Thursday, November 24, 2016

Giving Thanks


The thing I'm thankful for this year, this awful year?

One thing: eleven years and a few months in the company of this very nearly perfect dog.

As I wrote yesterday's post, he was, as usual in the early morning, dozing at my feet. We'd been out, as usual, and if his walk was even slower than it had become, it was steady. He marched among the fallen leaves and sniffed the trees we passed, a walk far shorter than in years gone by, but done. Back inside, he dozed, and I wrote. Coffee and the crossword puzzle; Wednesday.

Then, an hour or so into the morning his breathing grew more shallow. Soon it was labored and his large, brown eyes looked past us, preoccupied with the terrible business of living, barely. I rang the vet. They told us they were waiting, anytime. We walked - he wanted still to walk, at least as far as our elevator, then no further - out to the car in the cold, clear November air.  At the doctor's office, it was all very thoughtful, very quiet, very well done. They knew why we were there, and so did we.

It really didn't take all that long. A couple of forms to sign, a few minutes to spend alone with him. Mr. Muscato and I stood on either side of the table with him, talking softly to him, petting him, wishing him well on his way.  He'd just had a bath a day or two ago; he looked so well, and for a while, especially after the first, mild sedative, entirely himself. The vet was kindness personified, almost as teary as we. We stayed alone with him a while, and he very nearly slipped away before they came again with the second anesthetic. Each breath shorter, shallower, spaced apart.

And gone, the mercy of the second drug swift and clean. He looked so well.

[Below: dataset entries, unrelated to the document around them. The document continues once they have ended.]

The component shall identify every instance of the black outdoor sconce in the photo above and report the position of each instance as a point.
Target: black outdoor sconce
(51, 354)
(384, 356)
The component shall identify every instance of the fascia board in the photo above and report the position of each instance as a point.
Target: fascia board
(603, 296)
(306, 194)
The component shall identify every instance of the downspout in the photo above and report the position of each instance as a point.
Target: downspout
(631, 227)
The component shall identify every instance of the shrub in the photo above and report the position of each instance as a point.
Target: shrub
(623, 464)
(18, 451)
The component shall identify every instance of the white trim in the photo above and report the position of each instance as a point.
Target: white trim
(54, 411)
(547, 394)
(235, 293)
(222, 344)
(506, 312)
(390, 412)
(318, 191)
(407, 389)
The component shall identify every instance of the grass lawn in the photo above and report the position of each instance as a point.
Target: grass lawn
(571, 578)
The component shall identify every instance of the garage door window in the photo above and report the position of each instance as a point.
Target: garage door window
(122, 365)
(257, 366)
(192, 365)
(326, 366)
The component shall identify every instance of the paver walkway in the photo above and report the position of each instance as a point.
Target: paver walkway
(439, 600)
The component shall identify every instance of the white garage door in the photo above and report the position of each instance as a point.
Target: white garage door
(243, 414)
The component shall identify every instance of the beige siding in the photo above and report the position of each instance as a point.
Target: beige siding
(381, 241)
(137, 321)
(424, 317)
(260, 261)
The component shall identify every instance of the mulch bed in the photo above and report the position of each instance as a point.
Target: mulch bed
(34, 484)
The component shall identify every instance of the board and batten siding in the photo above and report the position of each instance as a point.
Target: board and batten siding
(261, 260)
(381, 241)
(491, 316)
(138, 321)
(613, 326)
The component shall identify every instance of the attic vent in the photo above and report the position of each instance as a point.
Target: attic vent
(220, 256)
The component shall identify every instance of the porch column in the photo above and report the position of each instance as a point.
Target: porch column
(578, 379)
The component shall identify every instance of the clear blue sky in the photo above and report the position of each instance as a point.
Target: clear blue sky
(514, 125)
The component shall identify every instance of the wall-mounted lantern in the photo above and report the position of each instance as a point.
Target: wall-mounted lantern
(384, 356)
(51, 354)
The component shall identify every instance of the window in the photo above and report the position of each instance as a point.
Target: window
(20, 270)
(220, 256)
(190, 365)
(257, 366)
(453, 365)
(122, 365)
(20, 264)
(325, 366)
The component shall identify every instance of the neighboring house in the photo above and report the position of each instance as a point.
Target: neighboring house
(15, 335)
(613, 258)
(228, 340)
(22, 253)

We stayed a few minutes more, looking and remembering. Stunned, we went back out into the winter sun. We drank some coffee at a place down the street from the vet, putting off the going home. And then home.

And so we go. Still one dog to distract us, one at the moment in equal parts oblivious and confused. Still, of course, each other, and the knowledge of how lucky in this fragile world we are. But still. We traveled the world with him; he raced with joy into the Indian Ocean and jumped with greater puzzlement into snow drifts here. He marched along Fifth Avenue in the same stalwart way we took that final walk. He was a part of our life in Africa and in the Sandlands and now here. Did I ever tell you he was, for a very little while, a television star? It's true - he appeared on a local soap opera, apparently the first dog ever on the local state TV.

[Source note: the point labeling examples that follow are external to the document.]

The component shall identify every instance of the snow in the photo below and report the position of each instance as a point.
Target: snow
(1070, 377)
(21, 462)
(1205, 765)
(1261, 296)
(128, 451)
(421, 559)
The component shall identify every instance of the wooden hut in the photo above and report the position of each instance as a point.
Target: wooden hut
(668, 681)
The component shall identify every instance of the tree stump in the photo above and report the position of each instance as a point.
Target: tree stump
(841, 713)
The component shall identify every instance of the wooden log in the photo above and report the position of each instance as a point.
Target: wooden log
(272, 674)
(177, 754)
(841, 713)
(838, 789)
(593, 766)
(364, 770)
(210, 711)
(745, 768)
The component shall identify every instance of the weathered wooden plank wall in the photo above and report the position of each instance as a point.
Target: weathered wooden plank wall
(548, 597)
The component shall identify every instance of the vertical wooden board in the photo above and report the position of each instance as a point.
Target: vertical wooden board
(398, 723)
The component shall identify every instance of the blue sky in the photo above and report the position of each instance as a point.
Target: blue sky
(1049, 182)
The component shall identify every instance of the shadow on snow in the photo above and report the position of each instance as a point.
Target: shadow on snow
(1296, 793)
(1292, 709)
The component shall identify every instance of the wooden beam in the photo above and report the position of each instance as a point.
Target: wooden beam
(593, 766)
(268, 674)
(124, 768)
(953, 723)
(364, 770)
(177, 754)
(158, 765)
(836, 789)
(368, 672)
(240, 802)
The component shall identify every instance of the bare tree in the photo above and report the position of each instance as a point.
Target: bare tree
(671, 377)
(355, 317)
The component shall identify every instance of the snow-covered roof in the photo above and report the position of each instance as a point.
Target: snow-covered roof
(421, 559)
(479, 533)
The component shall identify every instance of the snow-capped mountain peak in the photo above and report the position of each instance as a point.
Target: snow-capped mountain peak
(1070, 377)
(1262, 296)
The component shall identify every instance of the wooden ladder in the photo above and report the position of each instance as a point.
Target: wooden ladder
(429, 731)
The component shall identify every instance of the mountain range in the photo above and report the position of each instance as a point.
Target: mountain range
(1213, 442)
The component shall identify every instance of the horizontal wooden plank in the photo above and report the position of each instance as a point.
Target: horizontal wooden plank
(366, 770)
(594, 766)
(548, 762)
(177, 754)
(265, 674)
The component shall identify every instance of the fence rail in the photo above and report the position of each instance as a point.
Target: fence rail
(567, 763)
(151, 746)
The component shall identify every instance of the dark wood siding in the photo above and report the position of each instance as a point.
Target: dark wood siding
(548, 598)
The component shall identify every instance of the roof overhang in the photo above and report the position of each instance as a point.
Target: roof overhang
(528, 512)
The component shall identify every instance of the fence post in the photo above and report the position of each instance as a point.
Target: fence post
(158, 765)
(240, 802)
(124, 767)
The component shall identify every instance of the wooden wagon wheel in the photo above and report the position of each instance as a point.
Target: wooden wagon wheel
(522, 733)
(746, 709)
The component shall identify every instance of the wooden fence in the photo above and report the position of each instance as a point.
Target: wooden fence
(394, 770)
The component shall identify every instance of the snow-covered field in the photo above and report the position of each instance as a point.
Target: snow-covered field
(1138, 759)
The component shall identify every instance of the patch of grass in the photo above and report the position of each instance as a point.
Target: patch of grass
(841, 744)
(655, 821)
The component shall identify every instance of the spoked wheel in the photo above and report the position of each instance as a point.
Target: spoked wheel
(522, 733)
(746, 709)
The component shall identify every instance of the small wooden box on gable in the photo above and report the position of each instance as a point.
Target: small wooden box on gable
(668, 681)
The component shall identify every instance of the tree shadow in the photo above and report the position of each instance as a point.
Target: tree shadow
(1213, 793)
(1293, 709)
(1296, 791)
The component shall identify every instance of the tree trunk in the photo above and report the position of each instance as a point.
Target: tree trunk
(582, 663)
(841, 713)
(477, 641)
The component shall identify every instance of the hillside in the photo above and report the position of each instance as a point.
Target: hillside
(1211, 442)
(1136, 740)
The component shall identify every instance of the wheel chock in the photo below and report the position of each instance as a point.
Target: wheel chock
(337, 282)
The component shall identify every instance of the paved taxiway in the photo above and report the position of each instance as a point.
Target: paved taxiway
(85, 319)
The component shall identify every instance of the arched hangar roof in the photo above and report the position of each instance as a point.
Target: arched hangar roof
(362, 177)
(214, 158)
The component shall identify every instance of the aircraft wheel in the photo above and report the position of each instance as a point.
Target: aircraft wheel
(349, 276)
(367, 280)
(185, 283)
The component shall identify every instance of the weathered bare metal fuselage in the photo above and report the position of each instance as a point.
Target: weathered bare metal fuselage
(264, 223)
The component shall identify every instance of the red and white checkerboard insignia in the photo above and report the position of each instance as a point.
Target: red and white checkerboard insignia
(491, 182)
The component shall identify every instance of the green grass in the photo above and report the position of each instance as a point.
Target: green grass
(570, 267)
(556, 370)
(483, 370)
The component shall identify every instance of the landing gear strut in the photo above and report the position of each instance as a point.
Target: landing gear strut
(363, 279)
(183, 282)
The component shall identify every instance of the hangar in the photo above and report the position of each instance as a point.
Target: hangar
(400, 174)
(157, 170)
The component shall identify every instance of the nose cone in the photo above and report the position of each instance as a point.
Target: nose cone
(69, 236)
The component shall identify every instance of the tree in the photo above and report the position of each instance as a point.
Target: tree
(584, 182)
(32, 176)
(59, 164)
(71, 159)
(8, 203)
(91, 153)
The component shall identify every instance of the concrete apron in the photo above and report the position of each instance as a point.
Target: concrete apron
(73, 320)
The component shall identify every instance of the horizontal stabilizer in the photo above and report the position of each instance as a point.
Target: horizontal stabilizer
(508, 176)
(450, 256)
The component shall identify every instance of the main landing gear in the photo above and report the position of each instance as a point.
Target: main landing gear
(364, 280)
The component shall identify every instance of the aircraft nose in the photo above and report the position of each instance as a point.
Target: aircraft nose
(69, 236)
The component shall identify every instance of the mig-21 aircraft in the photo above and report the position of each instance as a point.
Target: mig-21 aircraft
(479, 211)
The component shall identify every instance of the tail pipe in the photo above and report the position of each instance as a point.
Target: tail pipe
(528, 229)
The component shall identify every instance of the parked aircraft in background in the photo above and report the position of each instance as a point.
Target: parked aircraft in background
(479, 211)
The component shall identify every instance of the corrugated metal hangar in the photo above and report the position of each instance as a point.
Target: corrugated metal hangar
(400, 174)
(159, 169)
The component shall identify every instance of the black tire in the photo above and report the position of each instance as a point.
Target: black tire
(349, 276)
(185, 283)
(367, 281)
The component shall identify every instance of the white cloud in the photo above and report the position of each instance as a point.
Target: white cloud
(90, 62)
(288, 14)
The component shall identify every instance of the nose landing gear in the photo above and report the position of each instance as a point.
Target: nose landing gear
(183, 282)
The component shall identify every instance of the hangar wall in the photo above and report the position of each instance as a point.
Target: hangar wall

I came home yesterday afternoon and took his bowl from the dishwasher, put it on a high shelf at the back. I took his bed from under the table where I write and tucked it in a closet. That, somehow, of all things, broke my heart, entirely. But life goes on.

And one thing I know: Koko was a very good dog. Good dog, Koko. Good boy...

Good bye.


  1. My sincerest condolences. I know this feeling too well. Tears and hugs to you.

  2. we love them so much which is why we ache so when they go.

  3. I know the ache all too well. My condolences to you.

    I keep photos of my departed furry friends around the house. Every morning, when I come downstairs, I say hello to them. Whether or not their spirits can hear me doesn't matter... it helps me cope with their loss a little.

  4. Friends in fur suits...they give so much, they can't stay long.

  5. I don't even like animals, and I was very moved by this. RIP, Koko. Jx

  6. So very sorry for your loss. I know how hard it is to lose a pet.

  7. I had to read this in sections- through the weeping. Your writing is brilliant and lovely. I'm grateful that you've articulated this wrenching experience so beautifully. It's cathartic for us all. Courage!

  8. I'm truly sorry but it sounds like you have so many wonderful memories to recall when you think of the little guy.